もちろん、オランダ社会にも多くの問題があるのですが、そこに暮らす人々の社会参加についての経験と理解という意味では、オランダは日本を圧倒しています。
例外も当然あるでしょうが、思い切って一般化してしまえば、オランダでは、支援活動にとって最も重要な要素は、オランダ国内の人々の教育であると考えられています。この背後にあるのは、「先進国の内部構造に変化が起こらなければ、発展途上国の内部構造に変化を起こすことはできない」という、オランダらしい徹底したリアリズムです。
船底に穴が開いてしまった場合は、まずは穴を補修してから船内に入ってきた水をかきだすでしょう。支援だって一時的な援助ばかりでは不十分で、やはり構造的な部分に手を入れて行かなければなりません。そして、構造変化を起こすための具体的な方法としての教育の持つ力は非常に大きいと思います。
先進国に暮らす我々は、ともすれば、穴が開いているのは発展途上国のほうだと決め付けてしまいがちです。しかし実際には、先進国と発展途上国というのは、分かちがたい一つの巨大な社会システムなのであって、大きな穴が先進国の側にも開いているのだという考え方は、我々もオランダに学ぶべきではないかと思います。
これからChabo!の皆様と一緒に、そんな支援活動について、広くこのブログで意見交換をして行けたらと思います。
(よろしくお願いします)
2 Comments
投稿者: hoshi-zora | 2008年05月12日 02:04
酒井 穣さま、はじめまして。
私もこのような支援活動が、日本では諸外国に比較して少ないような気がいたしておりました。諸外国では、日常的に地域ボランティアや発展途上国の支援や宗教活動等さまざまな支援活動が盛んであるというふうに聞いております。日本は、教育についていろいろ問題点はありますが、発展途上国の教育の事情とは、比較のしようもない程、恵まれている状況であると思います。書籍を購入することで、私たちは、著者の智恵を共有できる上に、発展途上国の教育支援等に携わることができることは、すばらしいことだと思います。
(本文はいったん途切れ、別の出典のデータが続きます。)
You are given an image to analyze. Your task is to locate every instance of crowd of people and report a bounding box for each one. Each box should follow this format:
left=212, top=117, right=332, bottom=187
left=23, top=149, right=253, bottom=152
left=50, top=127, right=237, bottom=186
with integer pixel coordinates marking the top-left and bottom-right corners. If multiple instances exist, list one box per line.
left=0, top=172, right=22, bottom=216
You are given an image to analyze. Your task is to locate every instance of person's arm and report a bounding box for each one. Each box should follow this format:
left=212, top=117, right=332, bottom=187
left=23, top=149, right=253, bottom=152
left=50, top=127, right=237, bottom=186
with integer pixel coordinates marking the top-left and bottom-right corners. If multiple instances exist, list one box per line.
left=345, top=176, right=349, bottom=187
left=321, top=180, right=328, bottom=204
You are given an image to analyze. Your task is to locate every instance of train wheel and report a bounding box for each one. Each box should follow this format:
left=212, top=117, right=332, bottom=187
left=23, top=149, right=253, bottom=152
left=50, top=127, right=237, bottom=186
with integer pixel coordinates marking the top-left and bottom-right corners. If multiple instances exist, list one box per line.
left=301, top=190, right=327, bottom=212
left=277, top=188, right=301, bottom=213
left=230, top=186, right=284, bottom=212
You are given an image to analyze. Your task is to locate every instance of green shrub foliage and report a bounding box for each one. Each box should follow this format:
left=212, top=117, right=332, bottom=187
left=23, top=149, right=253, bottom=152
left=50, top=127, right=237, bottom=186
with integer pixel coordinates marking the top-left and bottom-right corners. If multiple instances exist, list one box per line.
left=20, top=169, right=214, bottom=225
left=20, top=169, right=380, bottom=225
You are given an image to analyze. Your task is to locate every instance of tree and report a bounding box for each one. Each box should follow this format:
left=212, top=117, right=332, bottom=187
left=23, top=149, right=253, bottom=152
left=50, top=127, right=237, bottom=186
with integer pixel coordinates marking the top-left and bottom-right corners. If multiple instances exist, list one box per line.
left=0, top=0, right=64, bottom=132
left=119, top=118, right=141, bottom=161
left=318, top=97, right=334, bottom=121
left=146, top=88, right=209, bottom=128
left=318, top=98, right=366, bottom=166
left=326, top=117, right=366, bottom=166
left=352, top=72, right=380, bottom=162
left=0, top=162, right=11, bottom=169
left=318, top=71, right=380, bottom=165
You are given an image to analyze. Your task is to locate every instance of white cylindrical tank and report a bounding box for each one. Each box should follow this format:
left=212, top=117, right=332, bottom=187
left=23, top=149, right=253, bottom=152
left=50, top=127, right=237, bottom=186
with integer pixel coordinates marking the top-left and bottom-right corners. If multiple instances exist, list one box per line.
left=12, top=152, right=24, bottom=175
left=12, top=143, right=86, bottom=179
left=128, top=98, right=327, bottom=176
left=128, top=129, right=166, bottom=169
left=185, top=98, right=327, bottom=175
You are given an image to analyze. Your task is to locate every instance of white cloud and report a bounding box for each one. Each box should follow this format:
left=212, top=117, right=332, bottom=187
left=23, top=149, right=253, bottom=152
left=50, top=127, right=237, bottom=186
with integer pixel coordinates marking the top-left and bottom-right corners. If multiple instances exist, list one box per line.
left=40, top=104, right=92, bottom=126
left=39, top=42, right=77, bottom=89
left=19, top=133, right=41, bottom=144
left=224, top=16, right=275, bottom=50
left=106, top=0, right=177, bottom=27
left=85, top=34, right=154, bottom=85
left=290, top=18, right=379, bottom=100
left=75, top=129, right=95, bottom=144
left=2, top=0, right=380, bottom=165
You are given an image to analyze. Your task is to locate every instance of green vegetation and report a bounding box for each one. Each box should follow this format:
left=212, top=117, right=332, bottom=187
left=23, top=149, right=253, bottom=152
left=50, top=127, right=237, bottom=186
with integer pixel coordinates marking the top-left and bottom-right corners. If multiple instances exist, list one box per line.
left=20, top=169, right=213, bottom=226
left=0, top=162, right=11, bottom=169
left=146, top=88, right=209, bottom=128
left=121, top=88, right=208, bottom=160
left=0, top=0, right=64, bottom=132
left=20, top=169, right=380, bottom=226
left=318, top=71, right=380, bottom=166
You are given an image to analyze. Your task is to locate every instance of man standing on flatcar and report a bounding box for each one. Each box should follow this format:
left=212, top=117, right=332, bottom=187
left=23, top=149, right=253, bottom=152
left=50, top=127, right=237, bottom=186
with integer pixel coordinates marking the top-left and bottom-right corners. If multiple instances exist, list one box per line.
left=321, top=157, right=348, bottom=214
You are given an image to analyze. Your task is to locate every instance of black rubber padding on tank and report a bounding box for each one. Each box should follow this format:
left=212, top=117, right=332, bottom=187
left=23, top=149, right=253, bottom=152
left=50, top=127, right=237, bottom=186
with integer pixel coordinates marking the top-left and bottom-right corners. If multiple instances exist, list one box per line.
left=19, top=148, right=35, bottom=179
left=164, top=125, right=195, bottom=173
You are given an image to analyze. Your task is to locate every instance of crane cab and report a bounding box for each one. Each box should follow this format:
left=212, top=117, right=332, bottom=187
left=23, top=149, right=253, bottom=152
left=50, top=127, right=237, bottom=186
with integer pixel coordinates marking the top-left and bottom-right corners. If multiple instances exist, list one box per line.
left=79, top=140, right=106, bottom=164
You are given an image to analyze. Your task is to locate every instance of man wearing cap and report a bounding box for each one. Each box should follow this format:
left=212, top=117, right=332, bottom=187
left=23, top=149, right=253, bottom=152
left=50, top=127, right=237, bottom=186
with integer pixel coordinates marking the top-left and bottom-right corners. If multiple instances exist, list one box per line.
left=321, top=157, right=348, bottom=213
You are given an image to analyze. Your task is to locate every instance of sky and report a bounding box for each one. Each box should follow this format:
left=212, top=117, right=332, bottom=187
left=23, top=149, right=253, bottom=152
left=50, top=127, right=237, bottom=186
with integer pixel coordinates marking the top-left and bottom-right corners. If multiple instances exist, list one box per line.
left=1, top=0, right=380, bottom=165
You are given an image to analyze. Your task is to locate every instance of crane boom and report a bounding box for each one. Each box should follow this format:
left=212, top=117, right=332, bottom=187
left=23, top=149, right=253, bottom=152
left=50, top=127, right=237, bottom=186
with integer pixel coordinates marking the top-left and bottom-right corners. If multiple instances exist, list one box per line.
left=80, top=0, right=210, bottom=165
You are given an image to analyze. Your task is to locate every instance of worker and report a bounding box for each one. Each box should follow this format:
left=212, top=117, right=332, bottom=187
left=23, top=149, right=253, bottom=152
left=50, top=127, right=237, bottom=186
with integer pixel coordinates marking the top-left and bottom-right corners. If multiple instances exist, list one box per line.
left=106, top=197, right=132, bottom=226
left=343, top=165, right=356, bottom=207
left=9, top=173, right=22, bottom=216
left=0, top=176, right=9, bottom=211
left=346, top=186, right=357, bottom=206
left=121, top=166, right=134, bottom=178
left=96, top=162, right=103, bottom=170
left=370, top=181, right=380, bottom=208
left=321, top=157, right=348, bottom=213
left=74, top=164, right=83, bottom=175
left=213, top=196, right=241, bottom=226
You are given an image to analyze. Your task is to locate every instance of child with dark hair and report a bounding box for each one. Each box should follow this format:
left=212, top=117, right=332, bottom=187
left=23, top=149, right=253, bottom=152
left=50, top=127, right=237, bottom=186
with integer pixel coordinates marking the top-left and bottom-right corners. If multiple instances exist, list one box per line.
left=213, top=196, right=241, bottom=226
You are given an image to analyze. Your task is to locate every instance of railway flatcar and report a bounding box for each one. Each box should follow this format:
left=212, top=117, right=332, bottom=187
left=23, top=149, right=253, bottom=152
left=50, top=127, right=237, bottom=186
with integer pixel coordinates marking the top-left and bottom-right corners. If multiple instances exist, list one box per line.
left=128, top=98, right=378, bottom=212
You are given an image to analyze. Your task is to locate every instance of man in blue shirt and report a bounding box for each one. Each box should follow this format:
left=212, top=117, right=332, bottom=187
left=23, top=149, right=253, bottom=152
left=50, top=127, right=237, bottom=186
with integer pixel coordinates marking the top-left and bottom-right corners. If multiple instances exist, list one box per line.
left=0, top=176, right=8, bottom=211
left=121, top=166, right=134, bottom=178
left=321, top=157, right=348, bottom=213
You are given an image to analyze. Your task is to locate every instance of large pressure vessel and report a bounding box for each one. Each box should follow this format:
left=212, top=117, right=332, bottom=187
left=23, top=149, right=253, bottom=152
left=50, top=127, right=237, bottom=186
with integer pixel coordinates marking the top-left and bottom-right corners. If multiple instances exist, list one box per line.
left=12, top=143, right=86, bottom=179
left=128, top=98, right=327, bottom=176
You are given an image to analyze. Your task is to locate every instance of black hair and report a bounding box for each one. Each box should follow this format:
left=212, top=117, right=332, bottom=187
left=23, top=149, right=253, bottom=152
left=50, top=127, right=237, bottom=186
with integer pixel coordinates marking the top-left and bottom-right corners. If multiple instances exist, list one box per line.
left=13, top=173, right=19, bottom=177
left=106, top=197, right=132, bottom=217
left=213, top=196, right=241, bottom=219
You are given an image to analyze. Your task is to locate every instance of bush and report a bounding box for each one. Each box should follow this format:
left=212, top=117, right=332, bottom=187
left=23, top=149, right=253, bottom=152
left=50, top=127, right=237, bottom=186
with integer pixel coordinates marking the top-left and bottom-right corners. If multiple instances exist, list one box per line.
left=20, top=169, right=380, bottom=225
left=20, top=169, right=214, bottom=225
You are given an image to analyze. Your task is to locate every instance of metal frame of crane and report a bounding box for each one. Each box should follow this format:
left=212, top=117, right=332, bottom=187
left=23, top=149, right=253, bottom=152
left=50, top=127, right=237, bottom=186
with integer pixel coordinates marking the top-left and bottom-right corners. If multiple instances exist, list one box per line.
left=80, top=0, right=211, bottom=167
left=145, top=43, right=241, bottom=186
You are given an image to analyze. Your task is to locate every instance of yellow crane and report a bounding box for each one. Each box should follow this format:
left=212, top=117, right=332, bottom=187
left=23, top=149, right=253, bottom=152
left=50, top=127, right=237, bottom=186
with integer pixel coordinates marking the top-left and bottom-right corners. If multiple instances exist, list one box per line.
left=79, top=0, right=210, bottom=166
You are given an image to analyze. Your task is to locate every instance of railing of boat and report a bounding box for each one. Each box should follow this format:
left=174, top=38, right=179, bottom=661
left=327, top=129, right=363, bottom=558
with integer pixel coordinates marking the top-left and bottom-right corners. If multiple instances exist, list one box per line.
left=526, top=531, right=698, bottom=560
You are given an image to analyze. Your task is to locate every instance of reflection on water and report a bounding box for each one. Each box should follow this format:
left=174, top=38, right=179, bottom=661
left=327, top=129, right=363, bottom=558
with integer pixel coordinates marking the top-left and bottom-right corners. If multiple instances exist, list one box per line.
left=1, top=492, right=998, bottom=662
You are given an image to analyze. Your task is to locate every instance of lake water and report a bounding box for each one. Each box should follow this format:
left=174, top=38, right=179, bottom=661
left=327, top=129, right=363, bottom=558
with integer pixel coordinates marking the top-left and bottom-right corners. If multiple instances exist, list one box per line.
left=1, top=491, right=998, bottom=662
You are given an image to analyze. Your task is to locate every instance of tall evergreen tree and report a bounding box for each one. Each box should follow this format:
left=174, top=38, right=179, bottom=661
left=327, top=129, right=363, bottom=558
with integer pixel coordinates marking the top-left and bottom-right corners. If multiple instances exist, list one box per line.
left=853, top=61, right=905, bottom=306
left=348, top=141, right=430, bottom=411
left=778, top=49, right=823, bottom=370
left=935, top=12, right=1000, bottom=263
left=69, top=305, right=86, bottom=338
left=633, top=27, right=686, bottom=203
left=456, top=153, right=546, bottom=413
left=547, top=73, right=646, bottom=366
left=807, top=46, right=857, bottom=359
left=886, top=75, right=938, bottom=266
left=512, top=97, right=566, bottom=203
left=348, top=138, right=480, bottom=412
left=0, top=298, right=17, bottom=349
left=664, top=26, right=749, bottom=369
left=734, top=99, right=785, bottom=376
酒井さまのご著書も、かねがね気になっておりましたので、近々、「はじめての課長の教科書」を購入させていただこうと思います。
オランダからのブログ感動いたしました!
投稿者: 酒井穣 | 2008年05月15日 04:02
*hoshi-zoraさま
はじめまして!コメントありがとうございます。
僕も、日本はもっと色々な面で底力があると思います。どこか自信を失ってしまっているようなところがあり、こうした活動を通して、自分たちに出来る事は多いということを再確認することで、ムードがポジティブに変わって行くと良いです。
拙著の購入、ありがとうございます。今後とも、よろしくお願い致します。